Six-time NFL champion head coach Bill Belichick has agreed to part ways with the New England Patriots, bringing an end to his 24-year tenure as the architect of the most decorated dynasty of the league’s Super Bowl era, the Associated Press and US outlets have reported.
Key points:
- Bill Belichick led the New England Patriots to six Super Bowl victories as head coach
- US media is reporting he has agreed to part ways with the team after 24 years
- Belichick ended the most recent season as his worst on record
A news conference is planned for later in the day, in which Belichick and team owner Robert Kraft will address the decision.
The 71-year-old Belichick became just the third coach in NFL history to reach 300 career regular season wins earlier this season, joining Hall of Famers Don Shula and George Halas.
With a 333-178 overall record including play-off victories, Belichick trails only Shula (347 wins) for the all-time record.
But the Patriots ended this season 4-13, Belichick’s worst record in 29 seasons as an NFL head coach.
With his cut-off hoodies and ever-present scowl, Belichick teamed up with quarterback Tom Brady to lead the Patriots to six Super Bowl victories, nine AFC titles and 17 division championships in 19 years.
It’s not immediately clear who will replace him.
The six Super Bowl wins tie Belichick with pre-merger mentors Halas and Curly Lambeau for the most NFL championships.
Belichick also won two rings as Bill Parcells’ defensive coordinator with the New York Giants, before becoming head coach of the original Cleveland Browns.
But the Patriots have stumbled to a 29-38 record since Brady departed following the 2019 season, and missed the play-offs in three of those four seasons.
Beginning in 2001 when Brady became the starting quarterback, the Patriots missed the play-offs only once — in 2008, when Brady was injured.
Belichick’s subsequent solutions at quarterback haven’t panned out.
Brady’s initial replacement, Cam Newton, didn’t resemble the player who won the 2015 MVP award and was cut after a 7-9 finish in 2020.
Meanwhile, Brady won his seventh Super Bowl ring with the Tampa Bay Buccaneers that same season.
Potential long-term replacement Mac Jones, a 2021 first-round draft choice, was a Pro Bowl selection as a rookie and led New England to the play-offs.

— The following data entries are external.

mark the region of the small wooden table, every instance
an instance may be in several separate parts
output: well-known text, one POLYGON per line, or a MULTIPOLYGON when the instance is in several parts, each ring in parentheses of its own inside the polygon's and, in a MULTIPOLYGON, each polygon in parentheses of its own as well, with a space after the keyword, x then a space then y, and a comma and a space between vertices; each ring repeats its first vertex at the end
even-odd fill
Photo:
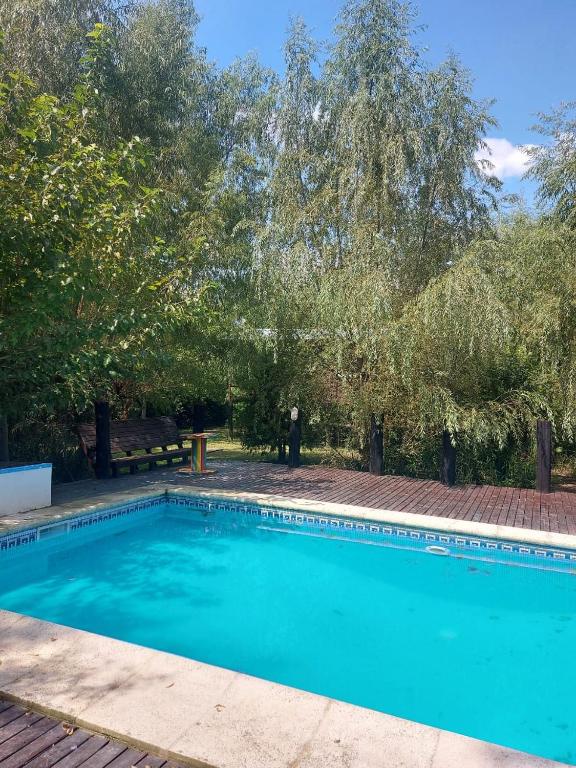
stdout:
POLYGON ((206 444, 208 443, 208 438, 212 437, 212 435, 209 432, 193 432, 191 435, 183 435, 183 437, 192 443, 192 452, 190 454, 190 467, 180 471, 213 475, 216 470, 206 468, 206 444))

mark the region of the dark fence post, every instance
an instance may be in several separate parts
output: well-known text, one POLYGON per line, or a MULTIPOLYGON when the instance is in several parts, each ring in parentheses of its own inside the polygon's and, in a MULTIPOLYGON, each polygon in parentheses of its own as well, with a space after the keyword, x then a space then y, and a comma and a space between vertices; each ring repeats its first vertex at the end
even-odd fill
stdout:
POLYGON ((232 384, 228 382, 228 391, 226 393, 226 421, 228 422, 228 437, 234 440, 234 395, 232 394, 232 384))
POLYGON ((444 485, 454 485, 456 482, 456 448, 447 429, 442 433, 442 466, 440 467, 440 482, 444 485))
POLYGON ((384 474, 384 430, 376 421, 376 416, 370 416, 370 464, 372 475, 384 474))
POLYGON ((552 424, 536 422, 536 490, 550 493, 552 488, 552 424))
POLYGON ((10 451, 8 450, 8 419, 0 414, 0 462, 10 461, 10 451))
POLYGON ((288 466, 300 466, 300 441, 302 439, 302 419, 298 408, 292 408, 290 414, 290 432, 288 433, 288 466))
POLYGON ((284 435, 278 438, 278 463, 284 464, 286 461, 286 439, 284 435))
POLYGON ((96 477, 104 480, 110 477, 110 406, 105 400, 94 403, 96 414, 96 477))
POLYGON ((206 405, 196 402, 192 406, 192 432, 204 432, 206 426, 206 405))

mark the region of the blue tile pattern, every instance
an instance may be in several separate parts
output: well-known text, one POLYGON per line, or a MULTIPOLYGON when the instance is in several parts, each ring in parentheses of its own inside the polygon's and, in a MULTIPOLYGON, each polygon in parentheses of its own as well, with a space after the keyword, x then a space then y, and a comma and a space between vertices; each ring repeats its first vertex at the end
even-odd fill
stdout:
POLYGON ((215 512, 234 512, 249 517, 259 517, 262 521, 279 523, 281 526, 290 526, 301 529, 302 532, 317 532, 324 535, 342 535, 342 537, 363 540, 383 541, 390 538, 396 539, 400 546, 419 542, 425 546, 441 546, 461 550, 473 550, 476 554, 490 552, 503 552, 507 554, 532 556, 539 559, 576 563, 576 551, 569 549, 556 549, 534 544, 501 541, 479 536, 452 534, 443 531, 408 528, 391 523, 379 523, 369 520, 358 520, 346 517, 330 517, 309 512, 296 512, 294 510, 269 507, 260 504, 246 504, 234 501, 208 501, 206 499, 172 495, 169 503, 175 508, 190 508, 199 510, 205 515, 215 512))
POLYGON ((92 525, 98 525, 99 523, 105 523, 110 520, 118 520, 127 515, 134 515, 137 512, 164 509, 165 506, 166 497, 164 495, 154 499, 140 499, 140 501, 133 501, 129 504, 122 504, 121 506, 111 507, 110 509, 103 509, 101 512, 93 512, 92 514, 74 517, 67 521, 68 528, 70 531, 77 531, 81 528, 89 528, 92 525))
POLYGON ((135 499, 134 501, 124 504, 115 504, 112 507, 99 510, 98 512, 85 512, 84 514, 76 515, 74 517, 55 520, 53 523, 39 525, 35 528, 27 528, 15 533, 4 534, 3 536, 0 536, 0 552, 15 549, 24 544, 32 544, 40 539, 43 531, 50 528, 66 525, 67 531, 70 533, 72 531, 79 531, 98 525, 99 523, 118 520, 138 512, 148 512, 153 509, 158 509, 160 511, 164 509, 165 506, 166 496, 163 494, 162 496, 154 498, 135 499))
POLYGON ((32 544, 38 539, 38 529, 30 528, 26 531, 8 533, 0 537, 0 552, 6 549, 15 549, 23 544, 32 544))
POLYGON ((120 520, 142 512, 157 510, 186 511, 200 513, 203 517, 217 513, 233 513, 239 516, 239 522, 297 533, 330 536, 351 539, 374 544, 410 547, 442 547, 445 550, 456 549, 462 555, 468 553, 475 557, 490 557, 491 554, 536 558, 542 561, 571 565, 576 563, 576 551, 552 548, 522 542, 501 541, 464 534, 452 534, 445 531, 427 530, 398 526, 392 523, 380 523, 347 517, 331 517, 315 512, 303 512, 266 504, 250 504, 245 501, 230 499, 207 499, 202 496, 163 493, 155 497, 135 499, 116 504, 96 512, 86 512, 71 518, 54 521, 35 528, 8 533, 0 536, 0 552, 14 550, 38 541, 43 531, 53 527, 66 527, 66 533, 86 530, 101 523, 120 520))

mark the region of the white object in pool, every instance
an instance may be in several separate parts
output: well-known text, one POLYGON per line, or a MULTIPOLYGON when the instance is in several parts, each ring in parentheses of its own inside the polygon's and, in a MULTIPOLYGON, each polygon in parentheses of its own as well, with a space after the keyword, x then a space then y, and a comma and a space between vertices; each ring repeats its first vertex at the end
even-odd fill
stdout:
POLYGON ((52 504, 52 464, 0 469, 0 515, 52 504))

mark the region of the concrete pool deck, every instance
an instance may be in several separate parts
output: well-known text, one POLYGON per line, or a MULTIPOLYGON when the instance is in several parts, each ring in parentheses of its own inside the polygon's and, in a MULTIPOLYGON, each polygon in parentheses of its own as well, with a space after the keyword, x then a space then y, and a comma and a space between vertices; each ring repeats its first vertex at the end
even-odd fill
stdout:
POLYGON ((553 768, 560 763, 220 667, 0 611, 0 691, 207 768, 553 768))
MULTIPOLYGON (((53 507, 4 518, 0 514, 0 533, 53 522, 78 510, 183 487, 188 492, 218 497, 240 495, 284 507, 324 509, 335 515, 576 547, 576 536, 568 531, 551 531, 550 526, 547 530, 526 529, 503 526, 498 517, 494 522, 438 517, 429 512, 398 509, 399 504, 386 508, 357 506, 349 501, 334 503, 334 497, 344 502, 350 498, 345 492, 347 478, 360 473, 345 473, 337 487, 331 488, 331 493, 323 486, 320 490, 324 493, 320 495, 324 498, 319 499, 318 489, 314 491, 313 485, 317 475, 307 468, 296 470, 296 474, 275 475, 275 469, 270 471, 269 465, 263 465, 265 471, 254 470, 253 466, 222 462, 219 482, 168 470, 109 482, 86 481, 57 487, 53 507), (284 490, 286 486, 289 493, 284 490)), ((368 481, 370 476, 364 475, 364 478, 368 481)), ((425 488, 416 488, 424 499, 425 488)), ((376 494, 374 498, 378 501, 382 496, 376 494)), ((0 693, 49 715, 120 737, 137 748, 204 768, 552 768, 561 765, 241 673, 7 611, 0 611, 0 693)))

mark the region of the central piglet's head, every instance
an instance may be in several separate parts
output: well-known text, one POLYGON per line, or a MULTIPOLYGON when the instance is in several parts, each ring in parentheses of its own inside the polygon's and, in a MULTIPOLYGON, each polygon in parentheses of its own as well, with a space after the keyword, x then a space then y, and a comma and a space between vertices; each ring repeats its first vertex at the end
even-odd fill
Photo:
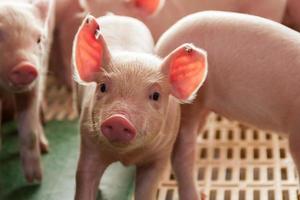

But he regressed in his second year, when Belichick put longtime defensive assistant Matt Patricia in charge of the offence. Jones didn’t fare much better this season when Bill O’Brien returned as offensive coordinator.
Belichick, who also served as the de facto general manager with final say on personnel decisions, was celebrated for his ingenuity managing the salary cap during the run of Super Bowl success.
It included getting stars like Brady and others to accept cap-friendly contracts or adjust their deals to accommodate the signing of other players.
But that acclaim has waned in the years since Brady left, as a run of draft picks and high-priced free agents didn’t live up to expectations.
Now it won’t be Belichick making the decisions for the Patriots on or off the field.
The only child of a World War II veteran who spent three decades as a Navy assistant coach, Belichick is a football historian with an encyclopedic knowledge of strategy from the sport’s early days to current NFL trends.
His players said his attention to detail never left them unprepared.
Belichick has been a master of the NFL rule book, unearthing loopholes in clock operations and offensive line formations that — though entirely legal — cemented his reputation as a mad genius.
But his legacy in New England also includes two major cheating investigations — and other, minor ones — that cost the team draft picks and more than $US1 million in fines.
Opponents accused the Patriots of everything from hacking their headsets to cutting corners on injury reports.
And the focus on football that was long viewed as a harmless quirk also led him into more troubling areas.
His friendship with former President Donald Trump, which Belichick insisted was not political, landed the coach on the list to receive a Presidential Medal of Freedom in the waning days of the administration.
But after the outcry against the US Capitol siege, Belichick announced “the decision has been made not to move forward” with accepting the medal.